Readers have only until Friday left to see the exhibition in
Carlisle’s Old Town Hall on the successful State Management Scheme, the 200 nationalised
pubs and brewery in our area which was destroyed by the Tories in 1971.
The SMS was living proof of the superiority of public
ownership, paying a profit to the Home Office every year since 1927. A table
shows the award-winning Carlisle State Bitter, Keg and Mild offered a higher
specific gravity and alcohol content than the usual bland brews for a third
cheaper.
It would have been even more successful under democratic
control by the staff and customers instead of the Whitehall bureaucrats who
prevented it from advertising and selling outside the area. The 20 beers from
other brewers on sale in our pubs were
no match.
The state pubs were real social centres for local
communities, with their own sports teams and regular entertainment (my Dad,
Tommy, performed in many of them). Sadly, “entrepreneurial free enterprise” has
since managed to kill most of them off.
The 1970 Tory election campaign was largely funded by the
“Big Seven” brewery companies, who got their payback with the privatisation of
the SMS (today they are financed by the hedge funds). The Labour Party, then a
workers’ party, answered “We believe that if a few firms are able to dictate to
the government in this way they should be taken over.”
This was the first privatisation which paved the way for
Thatcher and Blair/Brown to plunder the common wealth, but it was fought
against by the working class of Carlisle. I wrote the leaflet for the LP and
trade union campaign which was distributed all across town.
How far Labour has since abandoned its socialist principles
and the interests of workers is shown in the contrast between its support for
privatisation today and its stance then.
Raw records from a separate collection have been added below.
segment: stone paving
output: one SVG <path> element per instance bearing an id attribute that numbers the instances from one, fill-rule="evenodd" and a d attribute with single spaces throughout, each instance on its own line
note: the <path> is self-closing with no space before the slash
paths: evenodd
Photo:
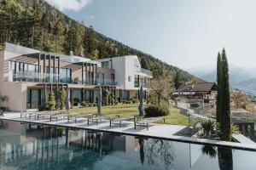
<path id="1" fill-rule="evenodd" d="M 214 146 L 231 147 L 234 149 L 242 149 L 256 151 L 255 143 L 235 143 L 225 142 L 219 140 L 212 140 L 207 139 L 197 139 L 183 136 L 174 135 L 177 132 L 186 128 L 185 126 L 179 125 L 165 125 L 154 123 L 149 127 L 148 131 L 147 128 L 137 127 L 134 129 L 134 123 L 132 122 L 124 122 L 121 128 L 119 125 L 113 125 L 111 128 L 108 122 L 99 123 L 97 126 L 96 123 L 90 122 L 87 125 L 86 118 L 79 118 L 77 123 L 73 122 L 67 122 L 67 119 L 50 122 L 49 119 L 35 121 L 28 118 L 20 118 L 20 113 L 5 113 L 3 116 L 1 116 L 2 120 L 17 121 L 20 122 L 37 123 L 43 125 L 51 125 L 59 127 L 67 127 L 71 128 L 79 128 L 85 130 L 98 130 L 102 132 L 119 133 L 127 135 L 143 136 L 146 138 L 158 138 L 162 139 L 169 139 L 179 142 L 193 143 L 199 144 L 211 144 Z"/>

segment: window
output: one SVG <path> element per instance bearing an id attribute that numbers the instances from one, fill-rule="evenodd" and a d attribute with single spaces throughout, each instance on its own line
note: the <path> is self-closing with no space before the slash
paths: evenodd
<path id="1" fill-rule="evenodd" d="M 131 82 L 131 76 L 128 76 L 128 82 Z"/>
<path id="2" fill-rule="evenodd" d="M 103 61 L 103 62 L 102 62 L 102 67 L 108 69 L 108 67 L 109 67 L 108 61 Z"/>
<path id="3" fill-rule="evenodd" d="M 139 87 L 139 79 L 137 77 L 135 77 L 135 79 L 134 79 L 134 87 L 135 88 Z"/>
<path id="4" fill-rule="evenodd" d="M 114 74 L 111 74 L 111 83 L 112 85 L 114 85 Z"/>
<path id="5" fill-rule="evenodd" d="M 104 73 L 99 73 L 98 83 L 104 85 Z"/>

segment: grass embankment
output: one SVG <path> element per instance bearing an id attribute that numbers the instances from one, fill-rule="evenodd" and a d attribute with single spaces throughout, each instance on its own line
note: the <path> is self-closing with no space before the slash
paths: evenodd
<path id="1" fill-rule="evenodd" d="M 71 113 L 83 113 L 83 114 L 96 114 L 96 107 L 84 107 L 70 110 Z M 122 117 L 138 115 L 138 104 L 119 104 L 117 105 L 102 106 L 103 116 L 116 116 Z M 188 125 L 188 116 L 180 114 L 180 110 L 177 108 L 170 107 L 170 115 L 165 116 L 166 124 L 173 125 Z M 191 119 L 190 123 L 195 122 Z M 160 121 L 159 123 L 163 123 Z"/>

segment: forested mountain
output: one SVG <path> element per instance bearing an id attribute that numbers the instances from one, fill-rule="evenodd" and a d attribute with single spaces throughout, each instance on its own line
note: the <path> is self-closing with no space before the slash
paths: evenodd
<path id="1" fill-rule="evenodd" d="M 143 68 L 166 68 L 183 81 L 193 76 L 150 54 L 131 48 L 85 26 L 44 0 L 0 0 L 0 48 L 9 42 L 44 51 L 84 56 L 92 60 L 136 54 Z"/>

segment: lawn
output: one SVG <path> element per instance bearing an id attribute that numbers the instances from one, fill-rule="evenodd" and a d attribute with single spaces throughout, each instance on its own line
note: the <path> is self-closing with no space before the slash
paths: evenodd
<path id="1" fill-rule="evenodd" d="M 84 107 L 71 109 L 71 113 L 83 113 L 83 114 L 96 114 L 96 107 Z M 120 116 L 129 116 L 138 115 L 138 104 L 119 104 L 117 105 L 108 105 L 102 107 L 102 114 L 104 116 L 119 115 Z M 188 125 L 188 116 L 180 114 L 180 110 L 174 107 L 170 107 L 170 115 L 165 116 L 166 124 L 173 125 Z M 195 121 L 191 120 L 191 123 Z M 159 122 L 163 123 L 163 121 Z"/>

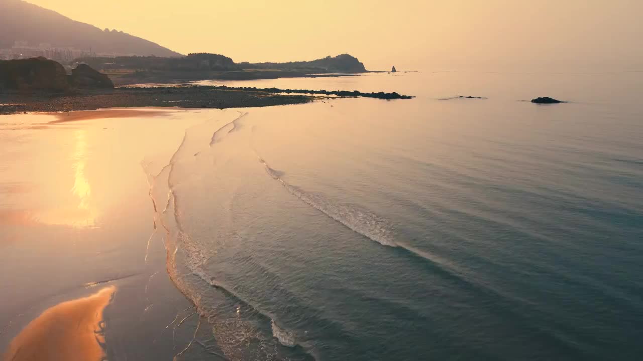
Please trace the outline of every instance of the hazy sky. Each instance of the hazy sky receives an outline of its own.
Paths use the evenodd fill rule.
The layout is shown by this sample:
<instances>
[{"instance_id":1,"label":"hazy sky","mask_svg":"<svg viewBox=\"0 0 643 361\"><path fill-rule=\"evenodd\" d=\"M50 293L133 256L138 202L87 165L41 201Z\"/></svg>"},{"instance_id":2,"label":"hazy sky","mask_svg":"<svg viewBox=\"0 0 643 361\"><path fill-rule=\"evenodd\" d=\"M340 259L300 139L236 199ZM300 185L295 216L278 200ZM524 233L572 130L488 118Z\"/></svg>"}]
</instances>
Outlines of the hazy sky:
<instances>
[{"instance_id":1,"label":"hazy sky","mask_svg":"<svg viewBox=\"0 0 643 361\"><path fill-rule=\"evenodd\" d=\"M641 0L30 0L186 54L368 69L643 70Z\"/></svg>"}]
</instances>

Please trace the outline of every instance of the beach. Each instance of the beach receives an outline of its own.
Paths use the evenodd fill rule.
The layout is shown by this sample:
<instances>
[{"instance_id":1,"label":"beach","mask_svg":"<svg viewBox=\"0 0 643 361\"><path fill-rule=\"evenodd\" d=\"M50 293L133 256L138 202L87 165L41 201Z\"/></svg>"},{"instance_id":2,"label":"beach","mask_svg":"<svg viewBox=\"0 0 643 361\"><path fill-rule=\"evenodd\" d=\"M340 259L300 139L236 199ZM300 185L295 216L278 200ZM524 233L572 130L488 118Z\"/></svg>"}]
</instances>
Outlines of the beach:
<instances>
[{"instance_id":1,"label":"beach","mask_svg":"<svg viewBox=\"0 0 643 361\"><path fill-rule=\"evenodd\" d=\"M0 115L0 352L641 353L640 75L226 84L417 97Z\"/></svg>"},{"instance_id":2,"label":"beach","mask_svg":"<svg viewBox=\"0 0 643 361\"><path fill-rule=\"evenodd\" d=\"M176 111L0 120L7 360L171 359L193 340L199 316L168 277L140 164L168 161L190 121L174 121ZM141 123L150 117L152 130Z\"/></svg>"}]
</instances>

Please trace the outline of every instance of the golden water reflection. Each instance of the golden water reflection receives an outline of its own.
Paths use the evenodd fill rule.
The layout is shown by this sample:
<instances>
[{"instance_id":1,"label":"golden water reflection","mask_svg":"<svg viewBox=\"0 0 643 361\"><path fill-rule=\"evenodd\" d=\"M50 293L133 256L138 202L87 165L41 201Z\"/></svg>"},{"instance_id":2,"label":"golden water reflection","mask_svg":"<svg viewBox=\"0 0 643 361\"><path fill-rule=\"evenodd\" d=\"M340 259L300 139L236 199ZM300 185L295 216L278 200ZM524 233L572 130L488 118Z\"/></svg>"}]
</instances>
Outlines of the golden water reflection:
<instances>
[{"instance_id":1,"label":"golden water reflection","mask_svg":"<svg viewBox=\"0 0 643 361\"><path fill-rule=\"evenodd\" d=\"M38 215L39 220L45 224L68 225L74 227L96 226L97 211L92 207L91 186L87 175L89 162L87 130L74 130L74 148L71 155L73 186L71 194L76 203L68 207L47 210Z\"/></svg>"},{"instance_id":2,"label":"golden water reflection","mask_svg":"<svg viewBox=\"0 0 643 361\"><path fill-rule=\"evenodd\" d=\"M105 358L103 311L115 286L59 303L29 323L12 340L5 361L96 360Z\"/></svg>"}]
</instances>

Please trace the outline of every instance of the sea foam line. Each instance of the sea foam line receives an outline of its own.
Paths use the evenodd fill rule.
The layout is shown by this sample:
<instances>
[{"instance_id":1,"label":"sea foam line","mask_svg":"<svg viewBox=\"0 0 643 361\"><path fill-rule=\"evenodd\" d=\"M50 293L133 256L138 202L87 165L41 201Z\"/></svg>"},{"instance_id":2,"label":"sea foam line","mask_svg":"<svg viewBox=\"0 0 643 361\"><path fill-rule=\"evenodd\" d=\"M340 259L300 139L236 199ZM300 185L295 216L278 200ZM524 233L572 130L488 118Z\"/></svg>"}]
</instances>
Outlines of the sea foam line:
<instances>
[{"instance_id":1,"label":"sea foam line","mask_svg":"<svg viewBox=\"0 0 643 361\"><path fill-rule=\"evenodd\" d=\"M362 211L354 206L345 204L334 204L320 194L311 193L290 184L284 180L282 172L270 167L268 163L258 155L259 163L266 168L266 172L275 180L281 183L291 194L333 220L341 223L350 229L380 244L397 247L392 231L392 227L381 217L367 211Z\"/></svg>"}]
</instances>

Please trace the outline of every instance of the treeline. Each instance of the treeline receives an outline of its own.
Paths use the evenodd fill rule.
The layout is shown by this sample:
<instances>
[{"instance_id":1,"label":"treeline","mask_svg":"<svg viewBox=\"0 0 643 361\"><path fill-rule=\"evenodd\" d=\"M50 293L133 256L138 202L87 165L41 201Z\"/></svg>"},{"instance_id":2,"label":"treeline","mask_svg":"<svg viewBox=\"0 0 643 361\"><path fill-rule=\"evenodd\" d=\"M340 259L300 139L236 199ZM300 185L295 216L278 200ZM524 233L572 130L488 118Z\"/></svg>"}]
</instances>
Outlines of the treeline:
<instances>
[{"instance_id":1,"label":"treeline","mask_svg":"<svg viewBox=\"0 0 643 361\"><path fill-rule=\"evenodd\" d=\"M219 54L198 53L182 58L159 57L84 57L74 60L94 69L109 70L129 69L143 71L217 71L240 70L231 58Z\"/></svg>"},{"instance_id":2,"label":"treeline","mask_svg":"<svg viewBox=\"0 0 643 361\"><path fill-rule=\"evenodd\" d=\"M297 70L311 73L364 73L367 71L364 64L357 58L349 54L336 57L330 55L325 58L305 62L285 63L242 62L239 65L244 69L275 69L280 70Z\"/></svg>"},{"instance_id":3,"label":"treeline","mask_svg":"<svg viewBox=\"0 0 643 361\"><path fill-rule=\"evenodd\" d=\"M102 71L117 69L138 71L215 71L260 69L298 71L309 73L364 73L366 68L357 58L349 54L326 57L307 62L286 63L235 63L231 58L220 54L194 53L181 58L158 57L86 57L76 59L75 62L85 63Z\"/></svg>"}]
</instances>

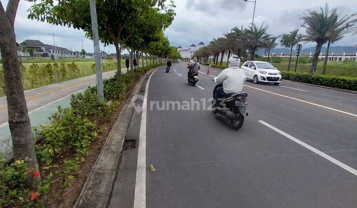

A regional conference of the LP held
in the Viaduct Hotel adopted my resolution, including the following: “The
denationalisation of the Carlisle pubs and brewery is part of the Tory plan to
hive off all publicly owned industries and hand them over to their friends in
big business...We demand not only the retention of the publicly owned pubs and
brewery, but the extension of nationalisation to all the breweries, in
particular the big seven brewery monopolies, under democratic workers’ control,
with compensation being paid only on the basis of proven need.”
As passengers, utility consumers and even as socialisers we
are paying the price for this failure every day.